Bir kez daha aynı korkuyu yaşıyordum. Geri çekildiğimde yaşlı bir adamın tüfeği tuttuğunu gördüm.
"İrz düşmani!" Karan güldü. Korkuyla ne olduğunu anlamaya çalıştım. Karan arkasını döndüğünde tüfeğin ucu alnının tam ortasındaydı. Hâlâ gülüyordu, "Hasan amca beni tanımadın mı?" Adam tüfeğini indirdi, dikkatle Karan'ın yüzünü inceledi.
"Tanimadum ula!" Tüfeği tekrar Karan'ın alnına dayadı. Karan'ın gülüşü solmuştu: "Asiye Sultan'ın torunuyum, Karan ben." Adam bana baktı, sonra tekrar Karan'a,
"Bu uşak sana sarkuntuluk mu ediydi?" Başımı iki yana salladım. "Hayır." Tüfeğini indirdi. Rahat bir nefes verdim.
"Gidin başka yerde fingirdeşün." Adam 'Ah bu gençler' dermiş gibi bakıyordu. Karan elimi tuttu, adamdan uzaklaştık. Gülmeye başladım sinirlerim bozulmuştu ben gülünce Karan da güldü. Biraz daha geldikten sonra eve döndük. Evin önünde horon tepen bir tayfa vardı. Alkışlarlar oynayanlara eşlik ediyordu, Firdevs yenge yanıma geldi.
"Bu senin telefonum sanırım, gittiğinizden beri susmadı." Mahçup bir şekilde baktım. Uzattığı telefonu aldım, Aras'tan, Nesrin'den ve bilinmeyen bir numaradan aramalar gelmişti. Karan'a döndüm "Nesrin aramış, burada olduğumu söylemeli miyim?"
"İstediğini yap güzelim." Anneannesinin yanına gitti. Bende içeri girip Nesrin'i aradım.

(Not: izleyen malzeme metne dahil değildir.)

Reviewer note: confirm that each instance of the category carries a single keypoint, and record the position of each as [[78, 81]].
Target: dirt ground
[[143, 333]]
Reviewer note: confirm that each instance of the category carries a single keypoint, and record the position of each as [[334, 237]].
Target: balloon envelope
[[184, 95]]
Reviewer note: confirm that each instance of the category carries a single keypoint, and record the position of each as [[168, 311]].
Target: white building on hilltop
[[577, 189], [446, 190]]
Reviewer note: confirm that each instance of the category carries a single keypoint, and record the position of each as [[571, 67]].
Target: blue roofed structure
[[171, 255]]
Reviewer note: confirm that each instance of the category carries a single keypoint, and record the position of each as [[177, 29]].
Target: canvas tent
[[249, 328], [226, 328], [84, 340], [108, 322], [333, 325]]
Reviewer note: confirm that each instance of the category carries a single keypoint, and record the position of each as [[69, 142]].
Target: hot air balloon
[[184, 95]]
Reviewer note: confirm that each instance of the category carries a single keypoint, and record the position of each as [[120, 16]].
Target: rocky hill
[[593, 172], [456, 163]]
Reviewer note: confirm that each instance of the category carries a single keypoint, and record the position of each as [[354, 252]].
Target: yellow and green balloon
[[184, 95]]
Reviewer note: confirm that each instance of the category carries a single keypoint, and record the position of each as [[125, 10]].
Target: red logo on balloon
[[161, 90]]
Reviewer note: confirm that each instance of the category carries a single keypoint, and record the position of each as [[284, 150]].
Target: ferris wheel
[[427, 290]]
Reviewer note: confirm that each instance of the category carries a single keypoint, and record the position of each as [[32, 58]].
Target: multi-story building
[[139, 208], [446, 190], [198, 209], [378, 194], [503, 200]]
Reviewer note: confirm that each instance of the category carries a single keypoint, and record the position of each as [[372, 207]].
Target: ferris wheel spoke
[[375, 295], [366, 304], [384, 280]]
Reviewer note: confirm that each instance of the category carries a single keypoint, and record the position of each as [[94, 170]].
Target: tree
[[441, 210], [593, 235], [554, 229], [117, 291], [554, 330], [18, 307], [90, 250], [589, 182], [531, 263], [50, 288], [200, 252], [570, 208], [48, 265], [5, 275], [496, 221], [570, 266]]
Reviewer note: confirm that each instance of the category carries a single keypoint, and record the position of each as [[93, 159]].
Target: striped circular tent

"Efsun nerdesin kızım? Evine de geldim yoksun." Sesi endişeliydi.
"Ben Trabzondayım."
"Trabzon ne alaka? Defileye iki hafta kaldı Efsun. Tatilin zamanı mıydı?" Haklıydı. Sıkıntıyla ofladım.
"Gelince anlatacam Nesrin. Seni yalnız bıraktığım için özür dilerim. Söz gelince çok çalışacam."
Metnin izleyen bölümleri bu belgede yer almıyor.